This morning I opened the on-chain monitoring, and I was stunned—Injective's Multi-VM went live less than 24 hours ago, and already 17 applications with traditional financial backgrounds have started deploying, including a Wall Street quantitative team moving the US stock options clearing system onto the chain.@Injective #Injective $INJ

This is not an ordinary mainnet upgrade, but a long-planned revolution in financial infrastructure.
1. The true power of Multi-VM: 'copying' Goldman Sachs' trading room onto the chain
I just finished talking to a developer who recently left Goldman Sachs, and the truth behind it is chilling:
They rewrote the market-making algorithm in Rust and developed the risk control module in Solidity, with both VMs collaborating, achieving a latency of less than 0.5 seconds.
Testnet data shows that their on-chain options settlement costs are 96% lower than traditional systems
The key point is: they can directly call RWA assets on Injective as collateral
This has gone beyond the realm of 'blockchain projects' — Injective is becoming the underlying CPU of the financial system.
2. The deep logic behind the public company's $50 million investment
I uncovered an internal memorandum from an institution, and the key information is shocking:
A Nasdaq-listed company has included INJ in the 'digital treasury bond' asset class
They plan to issue tokenized corporate bonds through Injective
CFO's note: This can save $23 million in settlement costs annually
Traditional capital is not here to trade coins; they are here to reduce costs and increase efficiency.
3. Spot ETFs are just a smokescreen; the real killer move is RWA
Although everyone is discussing ETFs, on-chain data exposes a larger trend:
The size of tokenized US Treasury bonds on Injective has grown by 540% in half a month
A sovereign fund from an Asian country secretly issued digital bonds through the INJ chain
The average APY for RWA protocols has reached 5.8%, far exceeding the yield of US Treasury bonds
Institutions are not playing just any game — while retail investors are still watching K-lines, they are already using INJ to arbitrage traditional financial spreads.
4. Late night breaking: 'Institutional Positioning Model' suddenly appeared on-chain
I suddenly received an alert while writing:
Three consecutive buy orders of $1 million each are placed at the $33 position
A certain address transferred 500,000 INJ from Coinbase, with a memo stating 'Treasury Allocation'
After the Multi-VM launch, development activity surged by 300%
This is clearly institutions systematically building positions, not retail FOMO.
5. Is this the last opportunity for ordinary people to get on board?

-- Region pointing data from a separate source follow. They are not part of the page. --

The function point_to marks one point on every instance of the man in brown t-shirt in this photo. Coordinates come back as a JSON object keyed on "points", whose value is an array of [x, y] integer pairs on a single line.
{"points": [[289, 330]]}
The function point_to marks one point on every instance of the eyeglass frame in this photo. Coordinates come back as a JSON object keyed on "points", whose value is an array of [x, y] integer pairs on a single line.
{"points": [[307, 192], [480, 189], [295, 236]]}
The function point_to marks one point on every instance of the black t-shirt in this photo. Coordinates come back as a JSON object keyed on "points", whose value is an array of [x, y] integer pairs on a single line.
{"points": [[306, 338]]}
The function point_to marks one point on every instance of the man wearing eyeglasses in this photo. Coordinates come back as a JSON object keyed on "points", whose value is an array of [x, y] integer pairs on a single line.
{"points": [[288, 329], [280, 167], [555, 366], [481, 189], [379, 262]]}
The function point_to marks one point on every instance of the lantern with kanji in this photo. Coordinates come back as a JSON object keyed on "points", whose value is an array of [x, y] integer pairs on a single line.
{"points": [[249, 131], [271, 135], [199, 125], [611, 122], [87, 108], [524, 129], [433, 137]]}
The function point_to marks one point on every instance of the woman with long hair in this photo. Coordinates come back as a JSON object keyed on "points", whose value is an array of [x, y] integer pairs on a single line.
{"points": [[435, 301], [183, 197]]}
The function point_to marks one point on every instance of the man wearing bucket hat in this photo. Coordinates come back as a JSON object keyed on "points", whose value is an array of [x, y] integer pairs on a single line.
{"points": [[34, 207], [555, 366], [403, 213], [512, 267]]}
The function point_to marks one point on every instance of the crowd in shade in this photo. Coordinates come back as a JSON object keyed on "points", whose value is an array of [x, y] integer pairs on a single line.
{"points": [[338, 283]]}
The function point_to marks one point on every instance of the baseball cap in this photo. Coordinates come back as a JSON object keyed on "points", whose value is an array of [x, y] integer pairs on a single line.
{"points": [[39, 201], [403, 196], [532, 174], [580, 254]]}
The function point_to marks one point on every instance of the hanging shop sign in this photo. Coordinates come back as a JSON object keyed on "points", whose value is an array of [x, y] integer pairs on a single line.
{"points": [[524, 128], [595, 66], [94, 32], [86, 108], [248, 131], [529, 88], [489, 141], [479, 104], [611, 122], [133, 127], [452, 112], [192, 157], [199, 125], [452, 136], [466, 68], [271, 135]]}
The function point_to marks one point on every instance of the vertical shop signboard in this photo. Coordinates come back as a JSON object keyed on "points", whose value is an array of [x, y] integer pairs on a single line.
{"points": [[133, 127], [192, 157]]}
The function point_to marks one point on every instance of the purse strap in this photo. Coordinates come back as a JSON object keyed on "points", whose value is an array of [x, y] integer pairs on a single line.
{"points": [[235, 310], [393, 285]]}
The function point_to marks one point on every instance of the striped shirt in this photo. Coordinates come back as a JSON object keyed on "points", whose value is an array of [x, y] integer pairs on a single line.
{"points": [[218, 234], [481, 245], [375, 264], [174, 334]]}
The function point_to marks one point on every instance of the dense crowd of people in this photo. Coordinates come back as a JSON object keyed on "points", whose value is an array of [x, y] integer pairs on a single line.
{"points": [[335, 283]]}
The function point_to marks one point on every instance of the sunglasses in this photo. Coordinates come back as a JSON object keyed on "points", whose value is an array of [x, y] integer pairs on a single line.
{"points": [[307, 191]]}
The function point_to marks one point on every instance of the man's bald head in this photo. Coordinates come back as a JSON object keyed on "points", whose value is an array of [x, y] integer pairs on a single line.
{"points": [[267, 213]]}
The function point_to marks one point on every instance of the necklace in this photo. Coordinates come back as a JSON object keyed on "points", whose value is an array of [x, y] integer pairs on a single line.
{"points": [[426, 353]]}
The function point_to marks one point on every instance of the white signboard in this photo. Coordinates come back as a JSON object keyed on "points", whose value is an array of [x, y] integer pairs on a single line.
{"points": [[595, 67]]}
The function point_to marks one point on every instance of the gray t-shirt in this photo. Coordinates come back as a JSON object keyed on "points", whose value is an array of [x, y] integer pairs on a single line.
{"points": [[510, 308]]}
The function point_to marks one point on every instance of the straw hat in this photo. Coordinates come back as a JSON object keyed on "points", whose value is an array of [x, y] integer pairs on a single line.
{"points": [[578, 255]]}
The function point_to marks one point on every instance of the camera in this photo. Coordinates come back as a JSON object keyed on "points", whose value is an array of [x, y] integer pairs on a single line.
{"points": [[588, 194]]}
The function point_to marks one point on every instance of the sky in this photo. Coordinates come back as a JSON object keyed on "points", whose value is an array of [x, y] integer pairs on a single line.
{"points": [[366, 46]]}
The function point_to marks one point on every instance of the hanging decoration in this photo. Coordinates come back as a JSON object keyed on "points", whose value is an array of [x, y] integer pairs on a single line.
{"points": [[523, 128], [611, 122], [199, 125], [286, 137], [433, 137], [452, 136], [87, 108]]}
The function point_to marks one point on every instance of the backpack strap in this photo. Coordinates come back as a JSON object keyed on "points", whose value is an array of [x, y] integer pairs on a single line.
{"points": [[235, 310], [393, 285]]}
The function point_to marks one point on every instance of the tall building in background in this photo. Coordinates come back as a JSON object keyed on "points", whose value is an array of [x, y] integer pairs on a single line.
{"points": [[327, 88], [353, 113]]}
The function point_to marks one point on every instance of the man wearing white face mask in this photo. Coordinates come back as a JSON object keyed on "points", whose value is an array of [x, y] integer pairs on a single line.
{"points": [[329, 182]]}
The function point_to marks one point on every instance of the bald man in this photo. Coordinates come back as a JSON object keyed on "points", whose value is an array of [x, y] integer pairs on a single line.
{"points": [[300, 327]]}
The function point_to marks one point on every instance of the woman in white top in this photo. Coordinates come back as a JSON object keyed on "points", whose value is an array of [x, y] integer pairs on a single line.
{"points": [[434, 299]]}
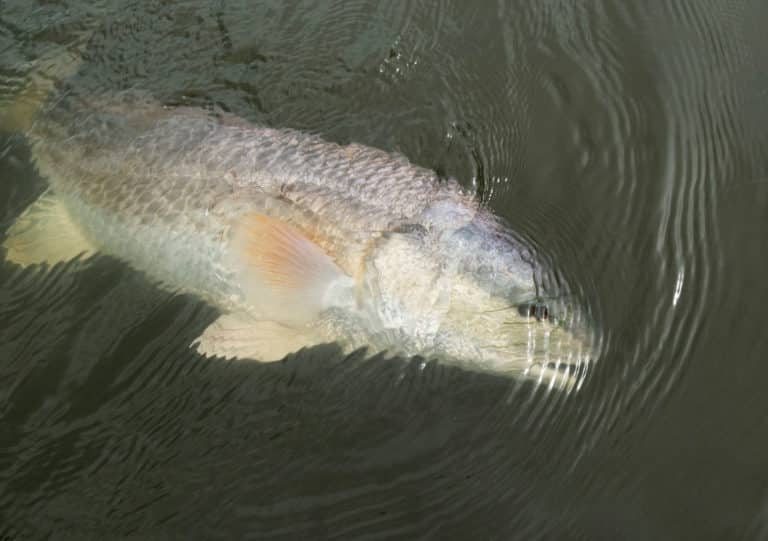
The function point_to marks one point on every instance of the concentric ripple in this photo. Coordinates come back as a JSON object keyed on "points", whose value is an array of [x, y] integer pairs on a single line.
{"points": [[617, 139]]}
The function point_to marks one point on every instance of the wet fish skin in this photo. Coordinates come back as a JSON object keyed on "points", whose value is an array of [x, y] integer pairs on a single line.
{"points": [[429, 270]]}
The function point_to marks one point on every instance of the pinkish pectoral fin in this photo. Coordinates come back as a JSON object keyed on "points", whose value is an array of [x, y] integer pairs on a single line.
{"points": [[286, 276]]}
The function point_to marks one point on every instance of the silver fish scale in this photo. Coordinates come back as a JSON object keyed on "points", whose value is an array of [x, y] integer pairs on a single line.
{"points": [[161, 186]]}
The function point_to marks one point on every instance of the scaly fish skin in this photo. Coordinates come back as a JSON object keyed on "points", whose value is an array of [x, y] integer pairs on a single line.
{"points": [[197, 199]]}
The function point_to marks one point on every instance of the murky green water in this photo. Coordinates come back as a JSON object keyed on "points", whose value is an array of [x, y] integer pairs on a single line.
{"points": [[628, 139]]}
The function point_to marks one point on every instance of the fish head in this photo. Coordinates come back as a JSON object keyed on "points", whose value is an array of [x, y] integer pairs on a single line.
{"points": [[458, 287]]}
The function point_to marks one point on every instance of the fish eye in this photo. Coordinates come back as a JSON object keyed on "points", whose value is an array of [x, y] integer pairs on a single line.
{"points": [[533, 309]]}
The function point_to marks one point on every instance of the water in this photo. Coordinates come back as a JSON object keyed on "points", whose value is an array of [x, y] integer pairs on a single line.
{"points": [[627, 139]]}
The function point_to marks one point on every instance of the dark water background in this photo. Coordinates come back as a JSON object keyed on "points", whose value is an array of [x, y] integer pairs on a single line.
{"points": [[628, 138]]}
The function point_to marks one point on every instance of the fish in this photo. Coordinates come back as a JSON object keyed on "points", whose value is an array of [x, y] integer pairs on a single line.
{"points": [[295, 240]]}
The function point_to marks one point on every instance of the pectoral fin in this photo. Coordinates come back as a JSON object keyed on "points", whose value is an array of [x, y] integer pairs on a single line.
{"points": [[240, 336], [45, 233], [284, 273]]}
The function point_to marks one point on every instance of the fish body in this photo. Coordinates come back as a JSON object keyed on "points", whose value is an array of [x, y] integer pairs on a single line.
{"points": [[294, 239]]}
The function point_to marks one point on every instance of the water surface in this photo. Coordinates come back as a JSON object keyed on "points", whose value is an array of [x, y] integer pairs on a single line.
{"points": [[628, 140]]}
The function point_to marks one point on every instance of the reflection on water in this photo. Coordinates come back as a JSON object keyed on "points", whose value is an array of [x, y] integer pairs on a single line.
{"points": [[625, 141]]}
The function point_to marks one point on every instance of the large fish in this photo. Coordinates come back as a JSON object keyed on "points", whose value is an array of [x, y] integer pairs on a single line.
{"points": [[297, 241]]}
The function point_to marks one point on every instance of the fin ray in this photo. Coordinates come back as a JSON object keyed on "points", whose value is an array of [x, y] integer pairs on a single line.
{"points": [[45, 233]]}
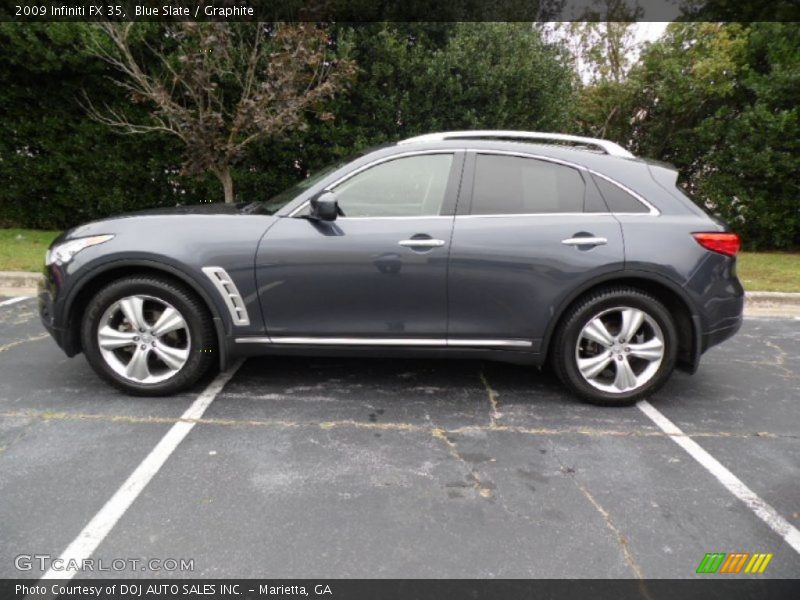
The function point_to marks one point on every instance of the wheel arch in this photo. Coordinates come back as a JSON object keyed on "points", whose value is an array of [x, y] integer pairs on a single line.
{"points": [[91, 283], [687, 321]]}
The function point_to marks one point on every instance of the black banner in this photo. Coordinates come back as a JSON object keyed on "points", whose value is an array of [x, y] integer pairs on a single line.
{"points": [[398, 10], [710, 588]]}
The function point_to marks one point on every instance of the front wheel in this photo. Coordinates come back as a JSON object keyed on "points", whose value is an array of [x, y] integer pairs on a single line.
{"points": [[616, 346], [147, 336]]}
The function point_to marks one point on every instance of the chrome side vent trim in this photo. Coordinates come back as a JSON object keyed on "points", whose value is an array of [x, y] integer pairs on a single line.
{"points": [[230, 294]]}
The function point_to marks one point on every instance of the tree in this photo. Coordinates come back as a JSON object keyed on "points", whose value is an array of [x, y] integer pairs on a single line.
{"points": [[718, 100], [220, 87]]}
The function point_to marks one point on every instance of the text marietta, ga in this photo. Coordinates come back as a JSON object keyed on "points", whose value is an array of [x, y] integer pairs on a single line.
{"points": [[192, 590]]}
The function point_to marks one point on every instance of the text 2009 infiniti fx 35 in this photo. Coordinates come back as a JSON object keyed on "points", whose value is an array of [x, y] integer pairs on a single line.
{"points": [[502, 245]]}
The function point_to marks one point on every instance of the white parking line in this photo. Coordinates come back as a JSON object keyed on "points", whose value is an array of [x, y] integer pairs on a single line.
{"points": [[735, 486], [13, 300], [103, 522]]}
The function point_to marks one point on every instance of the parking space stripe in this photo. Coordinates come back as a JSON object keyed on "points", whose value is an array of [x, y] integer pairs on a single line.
{"points": [[11, 301], [735, 486], [103, 522]]}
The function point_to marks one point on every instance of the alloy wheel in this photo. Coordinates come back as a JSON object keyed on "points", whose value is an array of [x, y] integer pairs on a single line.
{"points": [[144, 339], [620, 349]]}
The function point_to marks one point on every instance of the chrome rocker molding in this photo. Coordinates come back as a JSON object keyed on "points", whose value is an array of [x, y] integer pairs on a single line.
{"points": [[230, 294], [320, 341]]}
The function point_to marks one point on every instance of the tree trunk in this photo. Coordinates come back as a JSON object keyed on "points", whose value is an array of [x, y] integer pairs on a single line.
{"points": [[224, 176]]}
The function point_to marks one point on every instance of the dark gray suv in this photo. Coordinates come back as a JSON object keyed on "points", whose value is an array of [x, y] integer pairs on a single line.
{"points": [[524, 247]]}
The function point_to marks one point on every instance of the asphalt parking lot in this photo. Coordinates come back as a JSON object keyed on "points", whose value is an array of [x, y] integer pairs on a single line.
{"points": [[342, 468]]}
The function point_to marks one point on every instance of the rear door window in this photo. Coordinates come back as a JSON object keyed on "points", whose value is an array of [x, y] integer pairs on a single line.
{"points": [[517, 185]]}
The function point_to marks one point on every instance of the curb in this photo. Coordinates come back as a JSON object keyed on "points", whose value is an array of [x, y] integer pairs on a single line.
{"points": [[790, 298], [25, 283]]}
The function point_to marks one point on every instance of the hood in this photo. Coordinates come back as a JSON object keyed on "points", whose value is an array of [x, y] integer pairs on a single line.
{"points": [[216, 208]]}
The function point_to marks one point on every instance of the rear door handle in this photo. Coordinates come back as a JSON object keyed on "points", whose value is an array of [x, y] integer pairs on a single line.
{"points": [[587, 241], [421, 243]]}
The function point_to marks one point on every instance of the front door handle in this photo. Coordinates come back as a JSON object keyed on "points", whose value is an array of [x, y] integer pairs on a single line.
{"points": [[421, 243], [585, 241]]}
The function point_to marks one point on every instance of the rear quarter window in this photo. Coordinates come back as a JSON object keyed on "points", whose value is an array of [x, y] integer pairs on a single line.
{"points": [[617, 199], [517, 185]]}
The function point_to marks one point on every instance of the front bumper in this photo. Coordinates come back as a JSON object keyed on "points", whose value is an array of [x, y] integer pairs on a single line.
{"points": [[48, 298]]}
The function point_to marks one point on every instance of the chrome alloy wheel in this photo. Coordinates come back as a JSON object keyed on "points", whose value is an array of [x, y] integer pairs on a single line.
{"points": [[620, 349], [144, 339]]}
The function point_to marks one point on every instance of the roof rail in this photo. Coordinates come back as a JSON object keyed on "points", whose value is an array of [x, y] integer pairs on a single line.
{"points": [[608, 147]]}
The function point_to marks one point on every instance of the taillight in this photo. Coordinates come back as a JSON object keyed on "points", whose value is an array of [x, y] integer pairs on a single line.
{"points": [[724, 243]]}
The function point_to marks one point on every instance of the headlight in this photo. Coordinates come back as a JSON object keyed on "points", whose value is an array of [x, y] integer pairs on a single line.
{"points": [[61, 254]]}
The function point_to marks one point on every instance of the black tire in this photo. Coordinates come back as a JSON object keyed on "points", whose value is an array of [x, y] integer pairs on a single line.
{"points": [[194, 312], [563, 356]]}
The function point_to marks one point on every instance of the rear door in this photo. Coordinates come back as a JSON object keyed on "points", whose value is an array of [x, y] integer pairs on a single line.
{"points": [[528, 231]]}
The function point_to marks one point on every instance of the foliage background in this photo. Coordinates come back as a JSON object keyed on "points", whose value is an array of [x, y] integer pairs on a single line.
{"points": [[719, 101]]}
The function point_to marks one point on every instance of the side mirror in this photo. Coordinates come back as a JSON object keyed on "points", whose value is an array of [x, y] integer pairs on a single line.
{"points": [[324, 207]]}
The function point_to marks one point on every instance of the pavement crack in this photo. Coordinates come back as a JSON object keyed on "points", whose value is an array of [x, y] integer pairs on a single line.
{"points": [[15, 343], [494, 404], [427, 428], [483, 489]]}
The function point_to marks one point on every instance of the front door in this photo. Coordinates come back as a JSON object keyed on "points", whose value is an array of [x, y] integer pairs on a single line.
{"points": [[378, 273]]}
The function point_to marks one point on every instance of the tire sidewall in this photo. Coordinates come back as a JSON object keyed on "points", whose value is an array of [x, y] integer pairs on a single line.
{"points": [[590, 309], [197, 362]]}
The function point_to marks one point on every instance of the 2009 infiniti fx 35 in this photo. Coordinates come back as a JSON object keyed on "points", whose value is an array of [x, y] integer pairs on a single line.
{"points": [[503, 245]]}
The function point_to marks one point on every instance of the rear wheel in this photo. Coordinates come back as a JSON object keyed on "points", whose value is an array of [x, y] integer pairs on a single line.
{"points": [[616, 346], [148, 336]]}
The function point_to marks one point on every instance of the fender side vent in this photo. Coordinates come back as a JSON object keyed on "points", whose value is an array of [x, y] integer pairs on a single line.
{"points": [[230, 294]]}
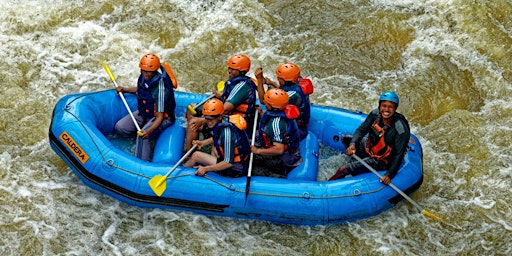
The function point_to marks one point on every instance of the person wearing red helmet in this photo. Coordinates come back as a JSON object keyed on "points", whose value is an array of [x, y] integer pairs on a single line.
{"points": [[385, 146], [155, 105], [239, 96], [288, 75], [278, 146], [230, 151]]}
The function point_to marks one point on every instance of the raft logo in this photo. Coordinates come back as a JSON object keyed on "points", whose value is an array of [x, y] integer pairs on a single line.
{"points": [[74, 147]]}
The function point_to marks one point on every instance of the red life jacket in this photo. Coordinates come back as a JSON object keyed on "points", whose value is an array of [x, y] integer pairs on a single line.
{"points": [[379, 150]]}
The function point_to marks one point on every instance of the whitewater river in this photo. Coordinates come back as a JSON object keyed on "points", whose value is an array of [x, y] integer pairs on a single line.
{"points": [[450, 62]]}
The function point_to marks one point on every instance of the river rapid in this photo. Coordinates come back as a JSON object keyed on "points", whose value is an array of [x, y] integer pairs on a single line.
{"points": [[449, 60]]}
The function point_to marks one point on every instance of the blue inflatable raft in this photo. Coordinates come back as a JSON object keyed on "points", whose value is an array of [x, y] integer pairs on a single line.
{"points": [[80, 133]]}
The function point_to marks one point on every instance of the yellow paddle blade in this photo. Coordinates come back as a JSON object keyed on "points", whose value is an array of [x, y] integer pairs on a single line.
{"points": [[158, 184], [192, 109], [107, 69], [220, 86], [431, 215]]}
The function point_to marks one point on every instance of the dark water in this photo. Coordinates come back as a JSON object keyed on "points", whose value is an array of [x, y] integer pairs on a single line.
{"points": [[448, 60]]}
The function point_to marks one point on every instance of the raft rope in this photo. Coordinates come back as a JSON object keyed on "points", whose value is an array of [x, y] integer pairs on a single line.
{"points": [[305, 195]]}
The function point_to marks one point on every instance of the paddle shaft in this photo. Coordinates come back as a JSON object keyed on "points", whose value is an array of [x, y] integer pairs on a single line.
{"points": [[390, 184], [107, 69], [180, 161], [204, 101], [251, 156]]}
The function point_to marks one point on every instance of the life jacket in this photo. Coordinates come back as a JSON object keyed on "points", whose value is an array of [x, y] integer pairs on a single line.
{"points": [[304, 108], [145, 101], [246, 108], [291, 138], [378, 149], [241, 149]]}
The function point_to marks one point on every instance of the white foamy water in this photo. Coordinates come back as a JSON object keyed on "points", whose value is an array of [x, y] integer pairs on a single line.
{"points": [[448, 60]]}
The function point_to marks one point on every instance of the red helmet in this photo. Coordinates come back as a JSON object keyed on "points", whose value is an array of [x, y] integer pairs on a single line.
{"points": [[213, 107], [277, 98], [149, 62], [240, 62], [288, 72]]}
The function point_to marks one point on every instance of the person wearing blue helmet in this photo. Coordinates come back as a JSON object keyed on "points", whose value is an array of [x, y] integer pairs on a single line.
{"points": [[385, 146]]}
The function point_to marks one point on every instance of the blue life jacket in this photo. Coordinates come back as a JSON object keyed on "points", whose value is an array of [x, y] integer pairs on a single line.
{"points": [[246, 108], [291, 138], [241, 149], [304, 108], [147, 104]]}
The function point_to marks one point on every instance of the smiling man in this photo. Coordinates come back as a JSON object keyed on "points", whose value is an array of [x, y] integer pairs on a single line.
{"points": [[386, 144]]}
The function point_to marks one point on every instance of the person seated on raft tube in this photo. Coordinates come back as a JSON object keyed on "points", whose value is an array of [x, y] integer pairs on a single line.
{"points": [[155, 105], [230, 151], [239, 96], [288, 79], [385, 147], [278, 141]]}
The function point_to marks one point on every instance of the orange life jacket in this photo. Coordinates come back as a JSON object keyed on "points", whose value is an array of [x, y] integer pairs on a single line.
{"points": [[380, 150]]}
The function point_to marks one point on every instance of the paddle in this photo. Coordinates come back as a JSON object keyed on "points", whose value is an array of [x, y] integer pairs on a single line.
{"points": [[158, 184], [251, 156], [107, 69], [425, 212], [193, 110]]}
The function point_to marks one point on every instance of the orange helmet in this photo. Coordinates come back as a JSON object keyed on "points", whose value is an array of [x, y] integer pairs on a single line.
{"points": [[149, 62], [288, 72], [277, 98], [213, 107], [240, 62]]}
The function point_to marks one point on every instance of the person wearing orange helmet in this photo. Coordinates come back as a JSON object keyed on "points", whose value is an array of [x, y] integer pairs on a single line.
{"points": [[239, 96], [386, 144], [155, 105], [288, 75], [278, 146], [230, 151]]}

Focus on the INJ/Qi protocol: This is the main channel for institutions to use USDC by collateralizing US Treasury bonds
Learn the RWA yield curve: A certain tokenized treasury bond's annualized yield has surged to 5.8%
Beware of imitation public chains: Currently, the only chain that can run both traditional finance and DeFi is Injective
The Goldman Sachs developer said one truth in the end: We're not here to trade coins; we're here to rebuild the financial system.
When the giant wheel of traditional finance begins to turn, what we should do is not chase the wave, but directly step into the cockpit.